Pero la carta no podía ser de Max. Daniel no recordaba haber recibido nunca una carta de su hermano, ni siquiera una postal. Las pocas veces que Max había dado señales de vida había llamado por teléfono.
El sello era extranjero y, por supuesto, no procedía del infierno como él había temido por un momento, sino que llevaba la imagen de la Confederación Helvética1
Se llevó la carta a la cocina y la dejó sobre la mesa mientras preparaba la cafetera. Solía tomarse una taza de café con un par de sándwiches al llegar a casa. Comía en el comedor de la escuela y luego, como estaba solo, no tenía ganas de cocinar para sí mismo.
Mientras la válvula de la vieja cafetera empezaba a girar emitiendo un silbido, él comenzó a rasgar el sobre con un cuchillo de mesa, pero se detuvo al percibir que le temblaban las manos de tal modo que apenas podía sostener el cuchillo con firmeza. Respiraba con dificultad, sentía como si se hubiera tragado algo demasiado grande. Tuvo que sentarse.
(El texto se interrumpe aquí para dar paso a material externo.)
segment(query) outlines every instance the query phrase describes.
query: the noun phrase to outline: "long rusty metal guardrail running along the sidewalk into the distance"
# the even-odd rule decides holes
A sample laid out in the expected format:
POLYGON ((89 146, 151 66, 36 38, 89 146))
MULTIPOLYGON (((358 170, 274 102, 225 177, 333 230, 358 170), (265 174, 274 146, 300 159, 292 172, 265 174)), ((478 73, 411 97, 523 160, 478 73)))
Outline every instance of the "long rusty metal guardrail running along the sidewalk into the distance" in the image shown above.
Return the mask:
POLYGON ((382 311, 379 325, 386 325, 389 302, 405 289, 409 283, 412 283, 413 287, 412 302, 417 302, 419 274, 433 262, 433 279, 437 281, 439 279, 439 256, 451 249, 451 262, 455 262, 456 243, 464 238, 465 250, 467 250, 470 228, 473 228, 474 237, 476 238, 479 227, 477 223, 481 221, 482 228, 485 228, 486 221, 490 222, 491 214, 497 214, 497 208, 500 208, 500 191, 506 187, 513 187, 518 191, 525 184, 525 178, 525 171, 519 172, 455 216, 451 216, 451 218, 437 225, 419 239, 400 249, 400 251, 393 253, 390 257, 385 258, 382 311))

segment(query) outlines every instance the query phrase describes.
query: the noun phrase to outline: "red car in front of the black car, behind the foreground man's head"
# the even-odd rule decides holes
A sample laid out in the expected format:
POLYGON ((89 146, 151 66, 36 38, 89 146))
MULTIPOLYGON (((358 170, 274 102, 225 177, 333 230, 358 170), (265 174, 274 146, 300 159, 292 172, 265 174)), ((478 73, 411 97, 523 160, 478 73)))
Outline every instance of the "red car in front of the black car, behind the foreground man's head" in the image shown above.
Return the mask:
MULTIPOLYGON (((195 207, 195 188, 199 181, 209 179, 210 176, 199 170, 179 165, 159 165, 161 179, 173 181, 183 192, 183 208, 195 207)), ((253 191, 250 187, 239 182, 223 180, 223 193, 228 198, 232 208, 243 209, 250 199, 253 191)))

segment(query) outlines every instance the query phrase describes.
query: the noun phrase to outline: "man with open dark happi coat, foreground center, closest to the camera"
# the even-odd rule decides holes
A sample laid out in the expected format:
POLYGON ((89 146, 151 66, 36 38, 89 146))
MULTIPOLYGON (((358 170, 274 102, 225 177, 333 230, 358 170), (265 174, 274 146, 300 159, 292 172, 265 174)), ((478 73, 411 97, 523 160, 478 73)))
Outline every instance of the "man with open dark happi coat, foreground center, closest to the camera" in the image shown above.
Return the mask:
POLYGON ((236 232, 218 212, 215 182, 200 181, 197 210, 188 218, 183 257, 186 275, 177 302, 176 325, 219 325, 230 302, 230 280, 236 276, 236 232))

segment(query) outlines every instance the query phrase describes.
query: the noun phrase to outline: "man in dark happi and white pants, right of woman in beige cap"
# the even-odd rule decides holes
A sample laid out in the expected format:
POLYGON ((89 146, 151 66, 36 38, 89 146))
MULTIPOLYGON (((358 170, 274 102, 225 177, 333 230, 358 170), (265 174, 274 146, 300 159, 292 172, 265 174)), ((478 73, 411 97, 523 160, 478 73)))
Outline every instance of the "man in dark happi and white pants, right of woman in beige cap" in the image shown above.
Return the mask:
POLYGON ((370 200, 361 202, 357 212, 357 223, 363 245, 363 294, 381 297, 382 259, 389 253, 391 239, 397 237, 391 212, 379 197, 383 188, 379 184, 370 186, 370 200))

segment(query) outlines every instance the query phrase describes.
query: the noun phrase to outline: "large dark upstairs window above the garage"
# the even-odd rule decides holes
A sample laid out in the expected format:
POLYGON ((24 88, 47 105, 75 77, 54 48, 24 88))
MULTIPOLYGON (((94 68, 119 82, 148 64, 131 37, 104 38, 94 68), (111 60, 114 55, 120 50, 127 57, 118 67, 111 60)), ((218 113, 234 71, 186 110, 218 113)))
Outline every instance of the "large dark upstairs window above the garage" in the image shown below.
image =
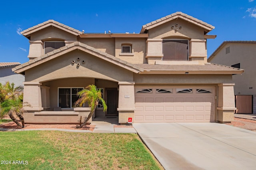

Con la carta que aún no había leído tuvo la misma sensación que solía tener antes, cuando se reencontraba con Max. Una gran alegría de poder verlo al fin, un deseo de correr hacia su hermano y abrazarlo con fuerza. Y al mismo tiempo algo que se lo impedía. Una preocupación difusa, una especie de pálpito.
«Al menos puedo leer lo que escribe», se dijo con voz segura y decidida, como si alguien más sensato hablara a través de él.
Cogió el cuchillo firmemente y rasgó el sobre.